Name only on first authorization

Subsequent logins, the name claim is absent. The user can revoke and re-authorize to send it again.

Best practice: store the name if you get it, never overwrite with empty values:

first_name: if std.objectHas(claims, 'name') 
            then claims.name.firstName 
            else null,  // Don't overwrite stored value

Private email relay

Many users choose "Hide my email." Apple gives you a randomized @privaterelay.appleid.com address that forwards to their real email.

This works for transactional email, Apple forwards. But:

  • It's stable per (user, services ID), same user always gets the same relay.
  • If user revokes access, the relay stops forwarding. You can't reach them.
  • If you serialize the email to a key, treat relay emails as opaque IDs, not real addresses.

email_verified claim

Apple sets email_verified: true for real emails and unspecified for relays. Don't rely on it; treat all Apple emails as verified.

Account name display

The user's "name" returned (when returned) is their Apple-account display name, which might not match their legal name. UX-wise, label it as "Display name" not "Legal name."

Mobile (iOS) setup

For iOS apps, the flow is different, uses native Sign in with Apple, returns identity token directly. Send the identity token to your backend, which verifies and creates the Olympus session.

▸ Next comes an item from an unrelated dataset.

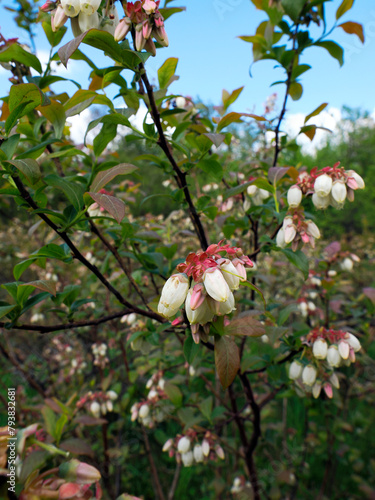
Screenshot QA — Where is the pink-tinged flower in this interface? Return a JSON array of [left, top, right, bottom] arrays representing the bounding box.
[[289, 361, 303, 380], [302, 365, 317, 386], [218, 259, 240, 290], [323, 383, 333, 399], [287, 185, 302, 208], [114, 17, 132, 42], [135, 23, 146, 52], [158, 274, 189, 318], [142, 0, 157, 16], [152, 24, 169, 47], [331, 180, 347, 204], [313, 339, 328, 359], [61, 0, 81, 17], [312, 193, 330, 210], [203, 268, 230, 302], [327, 345, 342, 367], [312, 382, 322, 399], [80, 0, 101, 16], [314, 174, 333, 197], [51, 5, 68, 32]]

Hera + Kratos handle web Sign in with Apple. For mobile, see SDK guide.

Testing

  1. Visit Hera /login.
  2. Click "Sign in with Apple."
  3. You're redirected to Apple → enter Apple ID + password.
  4. (First time) consent screen, choose email visibility.
  5. Redirect back to Kratos callback.
  6. Identity created with email + (first time) name.

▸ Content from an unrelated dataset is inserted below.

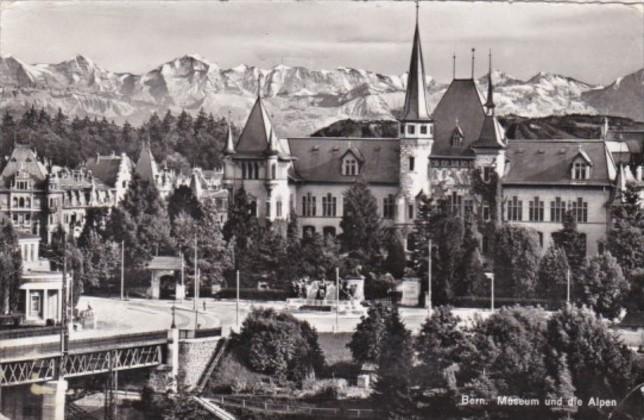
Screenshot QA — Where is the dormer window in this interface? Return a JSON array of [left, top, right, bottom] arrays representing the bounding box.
[[572, 160, 590, 180]]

If you get "invalid_client":

  • Verify client_id matches the Services ID, not App ID.
  • Verify the JWT is correctly signed (test with jwt.io).
  • JWT expired? Re-mint.

If you get redirect URI mismatch:

  • Apple's return URL must EXACTLY match what's registered.
  • Trailing slash, scheme, etc.

Rotating client_secret JWT

Every 180 days:

  1. Mint new JWT.
  2. Update Kratos config.
  3. Restart Kratos.

Or have it minted dynamically (Kratos versions that support it).

Set a calendar reminder. If the JWT expires, all Sign in with Apple logins break until rotated.